Question

If $A,B$ and $C$ are the vertices of a triangle whose position vectors are $a,b$ and $c$ respectively and $G$ is the centroid of the $∆ABC$, then $GA+GB+GC$ is?

• A. $0$
• B. $a+b+c$
• C. $\frac{(a+b+c)}{3}$
• D. $\frac{(a-b-c)}{3}$

Answer 1

The correct option is A

$0$

Find the value of $\mathit{G}\mathit{A}\mathbf{}\mathbf{+}\mathbf{}\mathit{G}\mathit{B}\mathbf{}\mathbf{+}\mathbf{}\mathit{G}\mathit{C}$:

Given that $A,B$ and $C$ are the vertices of a triangle whose position vectors are $a,b$ and $c$ .

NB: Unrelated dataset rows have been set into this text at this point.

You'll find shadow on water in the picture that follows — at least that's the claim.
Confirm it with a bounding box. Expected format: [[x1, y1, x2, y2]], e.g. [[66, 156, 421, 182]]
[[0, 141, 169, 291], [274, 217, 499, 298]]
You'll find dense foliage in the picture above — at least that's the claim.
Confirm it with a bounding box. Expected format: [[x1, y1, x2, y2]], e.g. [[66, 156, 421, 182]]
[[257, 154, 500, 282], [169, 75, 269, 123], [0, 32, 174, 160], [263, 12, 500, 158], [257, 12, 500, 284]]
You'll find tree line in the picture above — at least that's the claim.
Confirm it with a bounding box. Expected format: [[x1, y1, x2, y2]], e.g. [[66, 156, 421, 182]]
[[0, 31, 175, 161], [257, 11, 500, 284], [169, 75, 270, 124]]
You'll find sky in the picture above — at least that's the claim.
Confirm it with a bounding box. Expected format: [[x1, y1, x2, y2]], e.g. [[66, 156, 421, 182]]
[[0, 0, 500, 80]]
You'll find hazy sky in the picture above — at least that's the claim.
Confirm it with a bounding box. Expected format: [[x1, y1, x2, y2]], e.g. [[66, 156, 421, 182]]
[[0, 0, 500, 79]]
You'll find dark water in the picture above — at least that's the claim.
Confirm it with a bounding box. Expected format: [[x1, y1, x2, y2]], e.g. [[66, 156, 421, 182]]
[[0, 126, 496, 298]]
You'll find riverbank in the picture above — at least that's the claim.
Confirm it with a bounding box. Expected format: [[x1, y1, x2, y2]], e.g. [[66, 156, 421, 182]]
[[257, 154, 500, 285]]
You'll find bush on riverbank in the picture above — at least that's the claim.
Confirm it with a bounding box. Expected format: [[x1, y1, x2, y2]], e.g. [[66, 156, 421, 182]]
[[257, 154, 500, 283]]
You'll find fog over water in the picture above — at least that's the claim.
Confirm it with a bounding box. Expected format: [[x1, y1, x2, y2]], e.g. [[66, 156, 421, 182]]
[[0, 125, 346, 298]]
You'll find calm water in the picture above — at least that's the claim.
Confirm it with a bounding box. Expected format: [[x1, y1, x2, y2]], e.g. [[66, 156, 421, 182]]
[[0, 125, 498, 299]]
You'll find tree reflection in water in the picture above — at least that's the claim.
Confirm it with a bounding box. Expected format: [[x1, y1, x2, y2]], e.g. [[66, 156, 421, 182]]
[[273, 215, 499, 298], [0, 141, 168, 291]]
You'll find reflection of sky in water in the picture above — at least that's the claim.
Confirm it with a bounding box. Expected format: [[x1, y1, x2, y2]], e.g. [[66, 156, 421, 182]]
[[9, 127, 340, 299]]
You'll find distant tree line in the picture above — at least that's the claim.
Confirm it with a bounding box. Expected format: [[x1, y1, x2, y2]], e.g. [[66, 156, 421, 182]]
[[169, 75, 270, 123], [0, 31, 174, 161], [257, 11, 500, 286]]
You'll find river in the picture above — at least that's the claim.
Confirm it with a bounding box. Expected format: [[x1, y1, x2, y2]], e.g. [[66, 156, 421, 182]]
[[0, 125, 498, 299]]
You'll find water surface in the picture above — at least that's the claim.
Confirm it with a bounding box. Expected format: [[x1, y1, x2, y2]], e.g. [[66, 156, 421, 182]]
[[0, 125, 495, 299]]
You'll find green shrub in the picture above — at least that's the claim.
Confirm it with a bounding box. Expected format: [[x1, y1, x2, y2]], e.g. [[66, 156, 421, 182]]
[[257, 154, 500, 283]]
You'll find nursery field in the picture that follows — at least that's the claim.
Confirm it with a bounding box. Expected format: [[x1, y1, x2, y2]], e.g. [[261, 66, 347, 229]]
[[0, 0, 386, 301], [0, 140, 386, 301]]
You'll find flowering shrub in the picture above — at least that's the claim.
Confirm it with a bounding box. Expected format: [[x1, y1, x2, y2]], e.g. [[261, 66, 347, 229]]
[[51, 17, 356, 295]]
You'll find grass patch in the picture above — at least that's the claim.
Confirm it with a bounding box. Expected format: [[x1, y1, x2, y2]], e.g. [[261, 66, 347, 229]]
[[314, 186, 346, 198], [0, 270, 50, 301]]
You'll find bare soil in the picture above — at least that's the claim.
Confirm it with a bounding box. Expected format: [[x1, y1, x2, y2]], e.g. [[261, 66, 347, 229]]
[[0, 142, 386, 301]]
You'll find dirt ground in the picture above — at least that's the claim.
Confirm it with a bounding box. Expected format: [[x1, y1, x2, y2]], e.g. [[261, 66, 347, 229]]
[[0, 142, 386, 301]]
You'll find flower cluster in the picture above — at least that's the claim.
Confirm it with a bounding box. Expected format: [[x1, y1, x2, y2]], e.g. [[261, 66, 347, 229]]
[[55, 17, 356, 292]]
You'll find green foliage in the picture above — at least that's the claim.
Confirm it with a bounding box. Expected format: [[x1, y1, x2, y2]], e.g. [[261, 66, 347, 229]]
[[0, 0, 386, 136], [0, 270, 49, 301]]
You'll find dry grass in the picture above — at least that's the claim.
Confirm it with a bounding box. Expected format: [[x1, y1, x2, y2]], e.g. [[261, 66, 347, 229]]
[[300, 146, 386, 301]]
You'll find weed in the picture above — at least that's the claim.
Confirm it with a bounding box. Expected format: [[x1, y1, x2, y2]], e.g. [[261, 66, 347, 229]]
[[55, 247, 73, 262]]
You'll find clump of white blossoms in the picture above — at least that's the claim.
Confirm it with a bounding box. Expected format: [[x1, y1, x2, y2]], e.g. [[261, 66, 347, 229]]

and $G$ is the centroid of the $∆ABC$

$$\begin{gathered} G=\frac{(a+b+c)}{3} \\ GA=\frac{a-(a+b+c)}{3} \\ GB=\frac{b-(a+b+c)}{3} \\ GC=\frac{c-(a+b+c)}{3} \end{gathered}$$

Therefore,

$$\begin{gathered} GA+GB+GC=(a+b+c)-\frac{3(a+b+c)}{3} \\ \Rightarrow GA+GB+GC=(a+b+c)-(a+b+c) \\ \Rightarrow GA+GB+GC=0 \end{gathered}$$

Hence, the correct option is (A).